Sauvage est celui qui se sauve a reçu le Grand prix du Roman 2022 décerné par l'Académie royale de langue et littérature française de Belgique.
C’est loin, vu d’ici, la Corée
Il ne portait sur lui qu’un petit pantalon de toile
Des chaussons de caoutchouc vert et blanc
Un bracelet de plastique scellé où quelqu’un avait écrit son nom et l’adresse d’une famille dont il ne savait rien.
Il n’avait dans ses poches ni miettes ni cailloux,
Rien qui lui permette de retrouver son chemin.
Il disait : je porte un masque de Chinois sur un visage d’enfant blanc,
Vous ne voyez que le masque.
Il a pris son visage entre ses mains,
L’a déposé sur le papier, la toile et la terre
Et il est reparti.
Veronika Mabardi suit les traces que son frère a laissées, comme on suit une piste. Elle remonte le chemin vers la fratrie, les jeux, les solidarités de l’enfance. Les liens indéfectibles avec les amis. Les premiers choix et les premiers doutes. Les parents, leurs valeurs, leurs combats. Les assignations d’identité, les dénis, les injonctions à saisir sa chance, à se comporter normalement. Et le chaos qui s’installe dans la vie de ce frère qui a ébranlé ses certitudes. Qu’est-ce qui n’a pas été dit, pas même pensé ?
Sauvage est celui qui se sauve est le livre qui n’aurait jamais dû être écrit. Veronika Mabardi y dresse la cartographie de cette rencontre improbable au sein d’une famille métisse et rend hommage à cet homme, ce frère, artiste en devenir, champion de la disparition, qui dansait sur les limites.
"Qu’est-ce qui vous enthousiasme actuellement ?
Juste avant l’aube, pendant un moment, il y a un silence particulier. Tout est obscur, immobile, tremblant comme le fil d’une funambule. Impossible de ne pas être attentive, aux aguets. Et puis, le jour est là !
Ce qui m’enthousiasme a souvent rapport avec l’étonnement. Un visage dans la foule, un livre sur l’étagère, une photo retrouvée qui modifie la cartographie du souvenir, une idée, une manière de dire qui transforme ma perception de ce qui m’entoure, de la personne qui me parle. Découvrir, au sens premier : soulever une couverture et voir ce qu’elle cachait. " Un entretien en cinq questions par Stéphanie Dambroise, Axelle magazine, mai 2022.
"Pour restituer au monde cette brève existence, elle va retrouver les souvenirs heureux de leur enfance commune, les quatre cents coups de ce nouveau petit frère. Puis viennent les incartades de son adolescence, les difficultés de son orientation, les premières fugues et les dangereuses expériences rencontrées en chemin…
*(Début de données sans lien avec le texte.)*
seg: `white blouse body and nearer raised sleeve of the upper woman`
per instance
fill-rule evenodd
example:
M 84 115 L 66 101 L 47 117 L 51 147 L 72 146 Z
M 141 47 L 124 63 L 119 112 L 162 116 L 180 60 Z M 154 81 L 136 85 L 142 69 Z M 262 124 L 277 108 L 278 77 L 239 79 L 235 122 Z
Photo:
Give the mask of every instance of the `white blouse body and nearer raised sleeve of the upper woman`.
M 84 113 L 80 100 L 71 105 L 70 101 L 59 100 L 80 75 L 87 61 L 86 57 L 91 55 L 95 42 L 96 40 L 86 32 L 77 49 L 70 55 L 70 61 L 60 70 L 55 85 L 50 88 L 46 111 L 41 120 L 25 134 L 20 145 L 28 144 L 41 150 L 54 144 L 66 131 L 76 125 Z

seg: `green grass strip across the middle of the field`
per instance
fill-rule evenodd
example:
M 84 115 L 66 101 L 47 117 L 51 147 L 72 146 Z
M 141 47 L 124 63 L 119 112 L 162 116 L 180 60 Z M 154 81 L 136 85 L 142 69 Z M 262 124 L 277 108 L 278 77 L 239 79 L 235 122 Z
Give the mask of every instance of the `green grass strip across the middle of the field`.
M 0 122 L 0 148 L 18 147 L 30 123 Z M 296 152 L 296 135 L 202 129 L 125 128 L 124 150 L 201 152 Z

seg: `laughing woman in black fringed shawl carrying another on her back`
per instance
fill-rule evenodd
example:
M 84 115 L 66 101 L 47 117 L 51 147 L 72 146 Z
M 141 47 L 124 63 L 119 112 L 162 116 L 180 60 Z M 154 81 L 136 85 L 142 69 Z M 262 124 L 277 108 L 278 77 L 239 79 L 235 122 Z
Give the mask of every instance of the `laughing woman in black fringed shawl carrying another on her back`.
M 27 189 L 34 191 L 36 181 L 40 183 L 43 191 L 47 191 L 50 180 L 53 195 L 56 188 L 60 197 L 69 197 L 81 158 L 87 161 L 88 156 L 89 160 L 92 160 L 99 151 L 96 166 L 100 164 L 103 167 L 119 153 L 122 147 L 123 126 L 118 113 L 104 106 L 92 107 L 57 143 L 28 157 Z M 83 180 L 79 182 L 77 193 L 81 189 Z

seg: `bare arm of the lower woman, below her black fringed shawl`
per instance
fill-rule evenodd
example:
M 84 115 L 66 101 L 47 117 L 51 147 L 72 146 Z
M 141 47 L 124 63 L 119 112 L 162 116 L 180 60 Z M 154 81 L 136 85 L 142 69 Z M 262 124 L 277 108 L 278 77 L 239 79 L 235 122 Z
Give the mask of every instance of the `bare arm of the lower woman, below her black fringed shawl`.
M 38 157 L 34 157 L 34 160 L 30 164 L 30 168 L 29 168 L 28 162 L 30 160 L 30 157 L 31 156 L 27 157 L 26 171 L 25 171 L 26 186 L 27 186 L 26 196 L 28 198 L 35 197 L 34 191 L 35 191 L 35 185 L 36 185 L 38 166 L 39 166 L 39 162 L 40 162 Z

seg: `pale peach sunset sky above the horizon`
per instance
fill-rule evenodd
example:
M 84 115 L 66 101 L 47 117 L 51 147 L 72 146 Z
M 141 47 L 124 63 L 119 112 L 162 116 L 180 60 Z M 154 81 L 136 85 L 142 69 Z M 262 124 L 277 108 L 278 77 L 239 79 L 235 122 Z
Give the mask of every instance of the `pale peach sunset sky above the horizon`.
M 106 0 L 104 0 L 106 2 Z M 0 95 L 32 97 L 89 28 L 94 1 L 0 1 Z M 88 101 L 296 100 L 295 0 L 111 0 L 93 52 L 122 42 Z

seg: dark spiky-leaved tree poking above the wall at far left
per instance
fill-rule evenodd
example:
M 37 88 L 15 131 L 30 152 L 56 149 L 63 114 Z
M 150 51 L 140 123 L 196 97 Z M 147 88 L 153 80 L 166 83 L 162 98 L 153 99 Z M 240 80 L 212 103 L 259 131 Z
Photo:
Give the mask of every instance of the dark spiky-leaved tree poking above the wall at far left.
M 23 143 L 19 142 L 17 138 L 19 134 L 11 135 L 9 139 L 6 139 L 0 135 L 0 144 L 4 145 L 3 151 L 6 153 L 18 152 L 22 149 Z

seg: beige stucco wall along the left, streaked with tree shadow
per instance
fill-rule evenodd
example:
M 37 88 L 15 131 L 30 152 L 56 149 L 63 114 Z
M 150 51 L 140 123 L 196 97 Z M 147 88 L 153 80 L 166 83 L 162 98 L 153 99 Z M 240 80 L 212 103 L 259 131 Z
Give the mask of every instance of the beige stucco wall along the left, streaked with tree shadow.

Mais aussi la complicité des repas du dimanche, les engueulades dans une famille où on s’aime, son goût précoce pour le dessin qui apaise le gamin turbulent, leurs discussions entre deux absences, sa douce présence au chevet de leur mère hospitalisée.
Elle veut témoigner de ses fuites permanentes, de ses retours pitoyables, de sa parole empêchée, de ses interrogations sans réponse, de cette tentation d’un suicide à laquelle il ne pouvait se résoudre de peur d’accabler ses parents.
De son “refus d’entrer dans le système, parce que ce serait renoncer à regarder la vie les yeux ouverts”.
Elle veut découvrir ce qu’il a laissé de son passage furtif sur une terre qui n’était pas la sienne. Pour explorer le contenu de la grosse caisse volontairement oubliée dans un coin de grenier après son décès, elle attendra vingt ans.
Parce qu’il lui a fallu ce temps pour accepter d’explorer et de confier aux flammes qui libèrent, les traces confiées à des lettres, à des carnets, des aspects les plus sombres de la vie de Shin Do, un monde cruel où il se débattait avec les mots qu’il ne pouvait dire. Vingt ans pour arriver à conter son histoire." Christiane Sistac, Mare Nostrum, février 2022.